Yelling at someone here is just crass, and you are pretty well guaranteed anything you demand will not be honored. So, best not to yell, even if you have that proclivity built into your system. It's even annoyed me so much I had to see what this guy was on about.
There was a seat open beside him at the counter, so I sat down. There he was ranting at this women, and so I thought I would try to deflect it a bit and talk to him. I said, "You know, there is really not much to gain from yelling at her." This did diffuse it-- instead of yelling at her, he started yelling at me! Better me than her, I thought, because he was just drunk and not in control. You see, that is why you shouldn't take intoxicants. Makes you lose control, and in this case, for the worst. Since I really had no grudge or ax to grind with the guy, I was calm in the face of his rage. It can be irritating as hell when someone with so much angst tries to get a rise from you and he can't because you remain calm. I smiled and tried to change the topic. He wanted to establish my nationality, so I obliged. He was a young British man, late twenties I guess, who lived in Thailand for eight years working for a German internet firm. That much did gush out in his rant. But for some reason, he wanted to single out to me, a Canadian: he went on about how much we owed it to Britain for the defeat of the Germans in the Second World War. "Do you know about the bouncing bomb," he queried. "No," I said. "Well," he started, "my grandfather, Sir Shitty-Whittle (or some other name which is peculiarly British and ridiculous) invented this device that skipped over the Ruhr , knocking down the German garrisons on the banks, destroying the German army, and saving the world for the likes of you, you ingrate." Hmm. Sheesh. Sorry for not bowing or something dickie.

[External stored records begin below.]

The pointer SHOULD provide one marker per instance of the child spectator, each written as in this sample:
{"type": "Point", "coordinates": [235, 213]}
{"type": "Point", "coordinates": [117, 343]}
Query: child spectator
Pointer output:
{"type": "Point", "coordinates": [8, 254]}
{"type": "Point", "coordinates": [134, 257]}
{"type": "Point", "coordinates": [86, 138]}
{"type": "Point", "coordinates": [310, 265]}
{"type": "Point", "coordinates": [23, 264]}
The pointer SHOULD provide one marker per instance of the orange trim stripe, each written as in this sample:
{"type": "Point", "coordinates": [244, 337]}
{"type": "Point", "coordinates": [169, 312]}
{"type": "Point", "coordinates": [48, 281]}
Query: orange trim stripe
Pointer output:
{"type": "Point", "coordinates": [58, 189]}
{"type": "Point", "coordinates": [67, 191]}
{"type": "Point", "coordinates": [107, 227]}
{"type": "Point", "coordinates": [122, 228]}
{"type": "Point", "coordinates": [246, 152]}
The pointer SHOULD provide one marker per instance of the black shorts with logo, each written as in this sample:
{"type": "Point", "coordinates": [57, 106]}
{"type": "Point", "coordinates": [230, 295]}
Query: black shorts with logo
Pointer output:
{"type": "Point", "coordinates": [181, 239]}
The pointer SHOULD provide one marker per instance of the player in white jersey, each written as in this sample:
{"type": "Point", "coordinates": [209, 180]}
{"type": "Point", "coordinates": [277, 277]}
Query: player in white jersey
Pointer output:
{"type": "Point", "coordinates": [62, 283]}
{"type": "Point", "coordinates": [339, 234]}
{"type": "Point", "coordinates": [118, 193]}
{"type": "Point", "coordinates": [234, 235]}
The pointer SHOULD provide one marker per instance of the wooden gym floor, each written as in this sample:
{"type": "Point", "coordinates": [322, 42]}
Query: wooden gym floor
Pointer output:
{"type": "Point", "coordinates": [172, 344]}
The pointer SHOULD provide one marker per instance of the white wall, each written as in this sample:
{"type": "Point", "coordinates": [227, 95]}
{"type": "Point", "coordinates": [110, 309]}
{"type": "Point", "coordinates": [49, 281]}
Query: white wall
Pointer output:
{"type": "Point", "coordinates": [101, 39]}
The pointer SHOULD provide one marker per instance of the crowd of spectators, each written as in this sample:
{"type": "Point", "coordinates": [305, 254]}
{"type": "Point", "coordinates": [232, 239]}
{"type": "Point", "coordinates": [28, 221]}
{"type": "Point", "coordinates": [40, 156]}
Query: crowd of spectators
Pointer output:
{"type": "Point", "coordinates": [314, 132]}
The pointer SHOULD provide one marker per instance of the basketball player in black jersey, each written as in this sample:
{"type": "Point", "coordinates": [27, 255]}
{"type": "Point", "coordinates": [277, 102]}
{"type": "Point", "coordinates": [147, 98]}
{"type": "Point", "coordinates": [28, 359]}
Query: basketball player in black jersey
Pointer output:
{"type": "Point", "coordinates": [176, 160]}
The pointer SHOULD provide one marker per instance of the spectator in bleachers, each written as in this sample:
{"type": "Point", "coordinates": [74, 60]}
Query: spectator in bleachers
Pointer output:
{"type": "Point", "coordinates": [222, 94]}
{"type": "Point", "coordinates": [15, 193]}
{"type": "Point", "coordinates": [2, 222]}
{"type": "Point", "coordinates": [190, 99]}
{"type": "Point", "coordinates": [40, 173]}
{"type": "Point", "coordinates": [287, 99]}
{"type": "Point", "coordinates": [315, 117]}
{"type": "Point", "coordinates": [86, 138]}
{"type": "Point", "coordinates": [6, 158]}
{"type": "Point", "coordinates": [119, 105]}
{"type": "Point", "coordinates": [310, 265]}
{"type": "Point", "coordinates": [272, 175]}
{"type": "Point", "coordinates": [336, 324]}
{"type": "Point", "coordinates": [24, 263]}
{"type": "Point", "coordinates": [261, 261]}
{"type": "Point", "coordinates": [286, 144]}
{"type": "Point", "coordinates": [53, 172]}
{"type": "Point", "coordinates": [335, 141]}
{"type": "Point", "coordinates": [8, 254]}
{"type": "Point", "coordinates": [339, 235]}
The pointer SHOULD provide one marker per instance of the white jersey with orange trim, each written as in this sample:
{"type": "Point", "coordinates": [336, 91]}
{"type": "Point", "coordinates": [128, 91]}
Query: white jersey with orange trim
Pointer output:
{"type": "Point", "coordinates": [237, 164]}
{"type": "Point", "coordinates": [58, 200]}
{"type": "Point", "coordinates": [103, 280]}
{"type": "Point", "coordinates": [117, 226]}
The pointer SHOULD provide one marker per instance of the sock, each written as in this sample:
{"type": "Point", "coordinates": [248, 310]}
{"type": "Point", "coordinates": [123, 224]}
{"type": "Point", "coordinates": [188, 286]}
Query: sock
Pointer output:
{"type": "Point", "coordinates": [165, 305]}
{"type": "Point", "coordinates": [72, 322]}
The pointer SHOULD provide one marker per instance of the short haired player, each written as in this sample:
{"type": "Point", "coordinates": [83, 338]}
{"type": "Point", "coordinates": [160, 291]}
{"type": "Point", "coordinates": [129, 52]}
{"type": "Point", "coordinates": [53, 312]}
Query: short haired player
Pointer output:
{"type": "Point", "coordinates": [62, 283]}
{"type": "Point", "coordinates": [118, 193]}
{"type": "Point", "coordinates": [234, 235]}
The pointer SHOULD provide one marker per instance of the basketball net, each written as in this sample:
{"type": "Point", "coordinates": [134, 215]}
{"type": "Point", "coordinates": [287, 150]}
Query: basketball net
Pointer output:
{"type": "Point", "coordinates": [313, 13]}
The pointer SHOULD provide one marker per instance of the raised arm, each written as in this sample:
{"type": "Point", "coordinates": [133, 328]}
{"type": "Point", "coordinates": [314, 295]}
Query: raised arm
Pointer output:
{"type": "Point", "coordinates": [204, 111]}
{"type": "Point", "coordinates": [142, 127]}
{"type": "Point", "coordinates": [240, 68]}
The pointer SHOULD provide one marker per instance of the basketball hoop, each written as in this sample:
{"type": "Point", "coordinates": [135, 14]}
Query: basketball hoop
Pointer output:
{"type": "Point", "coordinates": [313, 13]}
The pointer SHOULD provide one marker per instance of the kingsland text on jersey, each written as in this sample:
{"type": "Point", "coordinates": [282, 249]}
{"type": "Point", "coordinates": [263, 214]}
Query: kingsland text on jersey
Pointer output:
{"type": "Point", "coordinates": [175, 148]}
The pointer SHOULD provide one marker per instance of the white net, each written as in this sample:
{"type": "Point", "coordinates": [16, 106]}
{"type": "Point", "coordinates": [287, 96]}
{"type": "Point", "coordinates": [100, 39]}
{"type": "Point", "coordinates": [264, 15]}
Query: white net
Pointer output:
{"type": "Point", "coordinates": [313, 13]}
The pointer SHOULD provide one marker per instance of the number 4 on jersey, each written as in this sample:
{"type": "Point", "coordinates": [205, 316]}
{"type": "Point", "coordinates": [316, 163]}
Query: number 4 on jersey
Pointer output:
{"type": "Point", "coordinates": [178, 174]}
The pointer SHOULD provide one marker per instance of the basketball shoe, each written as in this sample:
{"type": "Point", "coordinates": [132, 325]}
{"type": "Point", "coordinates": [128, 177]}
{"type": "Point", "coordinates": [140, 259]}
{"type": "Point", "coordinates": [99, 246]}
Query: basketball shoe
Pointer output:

Hunter S. Thompson in his masterpiece Fear and Loathing in Las Vegas had a line in there that went something like, "there is nothing more pathetic than seeing a man wired on pure human adrenaline writhing around out of his mind." Yes there is Hunter.
It's a xenophobic, disenfranchised expat drunken Brit who yearns for power by resorting to some past glorious days when Britain still retained some semblance of control over the world. It seems to me-- as a race-- the British are the Willy Loman's of the world--in reference to Arthur Miller's tired, burned out, righteously indignant shoe salesman in Death of a Salesman. But that is my hang-up I suppose. Alas, this gent did nothing to alter my view.

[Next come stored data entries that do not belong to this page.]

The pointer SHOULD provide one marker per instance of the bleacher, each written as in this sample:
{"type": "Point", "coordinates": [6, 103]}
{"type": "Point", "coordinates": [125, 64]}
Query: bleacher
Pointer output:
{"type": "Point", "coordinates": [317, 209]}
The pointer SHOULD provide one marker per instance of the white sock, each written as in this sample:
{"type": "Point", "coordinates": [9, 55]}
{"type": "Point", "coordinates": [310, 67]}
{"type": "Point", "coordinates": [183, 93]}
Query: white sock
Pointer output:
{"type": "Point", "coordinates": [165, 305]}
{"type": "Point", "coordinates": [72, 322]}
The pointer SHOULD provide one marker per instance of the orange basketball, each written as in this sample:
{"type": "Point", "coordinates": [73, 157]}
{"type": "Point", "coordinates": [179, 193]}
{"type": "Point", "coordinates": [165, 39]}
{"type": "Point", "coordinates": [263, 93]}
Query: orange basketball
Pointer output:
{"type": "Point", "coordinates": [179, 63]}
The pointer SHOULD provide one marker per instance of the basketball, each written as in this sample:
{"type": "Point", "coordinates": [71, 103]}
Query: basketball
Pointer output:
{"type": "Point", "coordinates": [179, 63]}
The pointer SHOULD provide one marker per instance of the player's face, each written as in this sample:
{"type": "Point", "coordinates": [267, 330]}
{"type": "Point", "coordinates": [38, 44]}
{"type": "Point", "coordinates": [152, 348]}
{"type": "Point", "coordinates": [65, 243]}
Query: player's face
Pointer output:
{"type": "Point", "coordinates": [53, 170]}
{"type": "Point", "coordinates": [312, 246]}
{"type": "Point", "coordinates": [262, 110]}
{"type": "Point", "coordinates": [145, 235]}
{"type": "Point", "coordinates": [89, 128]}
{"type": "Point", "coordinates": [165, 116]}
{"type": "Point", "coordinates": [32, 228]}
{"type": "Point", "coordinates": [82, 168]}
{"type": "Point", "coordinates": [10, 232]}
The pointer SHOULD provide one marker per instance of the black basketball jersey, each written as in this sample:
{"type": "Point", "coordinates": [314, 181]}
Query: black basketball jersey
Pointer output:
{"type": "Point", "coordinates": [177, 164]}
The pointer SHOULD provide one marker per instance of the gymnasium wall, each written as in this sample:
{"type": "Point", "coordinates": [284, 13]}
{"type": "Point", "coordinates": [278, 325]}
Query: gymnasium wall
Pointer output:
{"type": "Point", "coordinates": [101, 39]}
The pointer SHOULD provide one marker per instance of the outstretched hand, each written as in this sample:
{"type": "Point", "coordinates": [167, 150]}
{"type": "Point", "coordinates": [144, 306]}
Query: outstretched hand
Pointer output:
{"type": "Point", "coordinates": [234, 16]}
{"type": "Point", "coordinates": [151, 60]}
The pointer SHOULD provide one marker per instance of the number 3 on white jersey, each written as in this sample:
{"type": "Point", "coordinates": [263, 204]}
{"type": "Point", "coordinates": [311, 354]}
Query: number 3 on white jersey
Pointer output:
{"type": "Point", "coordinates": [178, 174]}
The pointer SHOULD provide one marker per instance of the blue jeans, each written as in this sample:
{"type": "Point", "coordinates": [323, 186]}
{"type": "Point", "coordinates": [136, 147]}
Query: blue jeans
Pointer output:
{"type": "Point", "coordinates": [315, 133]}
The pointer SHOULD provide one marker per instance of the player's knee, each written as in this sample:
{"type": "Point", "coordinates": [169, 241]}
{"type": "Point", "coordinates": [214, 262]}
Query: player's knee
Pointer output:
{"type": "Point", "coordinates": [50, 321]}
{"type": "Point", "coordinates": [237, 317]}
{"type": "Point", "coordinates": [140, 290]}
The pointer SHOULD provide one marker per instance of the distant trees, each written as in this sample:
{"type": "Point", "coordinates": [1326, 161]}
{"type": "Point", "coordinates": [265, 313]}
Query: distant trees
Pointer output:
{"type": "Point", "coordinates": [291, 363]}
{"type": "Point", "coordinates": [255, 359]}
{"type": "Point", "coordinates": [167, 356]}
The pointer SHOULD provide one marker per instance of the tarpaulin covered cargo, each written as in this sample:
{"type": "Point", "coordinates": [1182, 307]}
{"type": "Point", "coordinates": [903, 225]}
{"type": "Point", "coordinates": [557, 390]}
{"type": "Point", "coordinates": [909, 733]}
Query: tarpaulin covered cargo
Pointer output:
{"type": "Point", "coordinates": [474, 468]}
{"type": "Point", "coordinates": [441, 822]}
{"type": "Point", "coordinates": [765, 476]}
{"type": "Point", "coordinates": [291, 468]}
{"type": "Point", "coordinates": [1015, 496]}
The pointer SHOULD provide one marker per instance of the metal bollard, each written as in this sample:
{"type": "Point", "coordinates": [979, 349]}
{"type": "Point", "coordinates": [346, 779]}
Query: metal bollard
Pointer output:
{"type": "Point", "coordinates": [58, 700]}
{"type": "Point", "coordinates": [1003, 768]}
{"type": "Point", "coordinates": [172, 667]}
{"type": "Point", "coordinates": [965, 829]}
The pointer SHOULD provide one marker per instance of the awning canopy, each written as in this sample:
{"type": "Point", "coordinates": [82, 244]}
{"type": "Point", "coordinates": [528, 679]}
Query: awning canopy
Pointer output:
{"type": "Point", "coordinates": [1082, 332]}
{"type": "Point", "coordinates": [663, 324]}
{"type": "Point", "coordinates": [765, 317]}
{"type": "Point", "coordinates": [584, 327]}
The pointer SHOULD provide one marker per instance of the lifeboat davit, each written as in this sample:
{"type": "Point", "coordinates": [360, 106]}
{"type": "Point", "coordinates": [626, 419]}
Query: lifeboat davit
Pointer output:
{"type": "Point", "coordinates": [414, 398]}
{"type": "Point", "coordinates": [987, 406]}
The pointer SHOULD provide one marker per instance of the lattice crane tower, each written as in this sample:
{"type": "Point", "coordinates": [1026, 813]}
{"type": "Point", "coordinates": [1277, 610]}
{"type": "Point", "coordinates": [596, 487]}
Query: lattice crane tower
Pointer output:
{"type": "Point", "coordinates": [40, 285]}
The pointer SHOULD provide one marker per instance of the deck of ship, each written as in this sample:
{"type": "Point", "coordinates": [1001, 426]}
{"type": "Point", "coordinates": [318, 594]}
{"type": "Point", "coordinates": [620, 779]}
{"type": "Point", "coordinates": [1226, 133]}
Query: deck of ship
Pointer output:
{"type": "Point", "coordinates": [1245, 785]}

There is not more to say about it. I mean, what more needs to be said? How can you even entertain an argument with a line like that? Well, my food came, he stumbled off in disgust at my ingratitude, being an inhabitant of the colonies, paying no homage to the "vaderland", err, "the Queen", not realizing how important England was in my life, and so on and so on.
A Sri Lankan commercial pilot happened to witness all of this, and came up while I ate quietly amused, and said, "I got to hand it to you, I would have hit the bastard."
I just shrugged and kept eating. It's his suffering, not mine!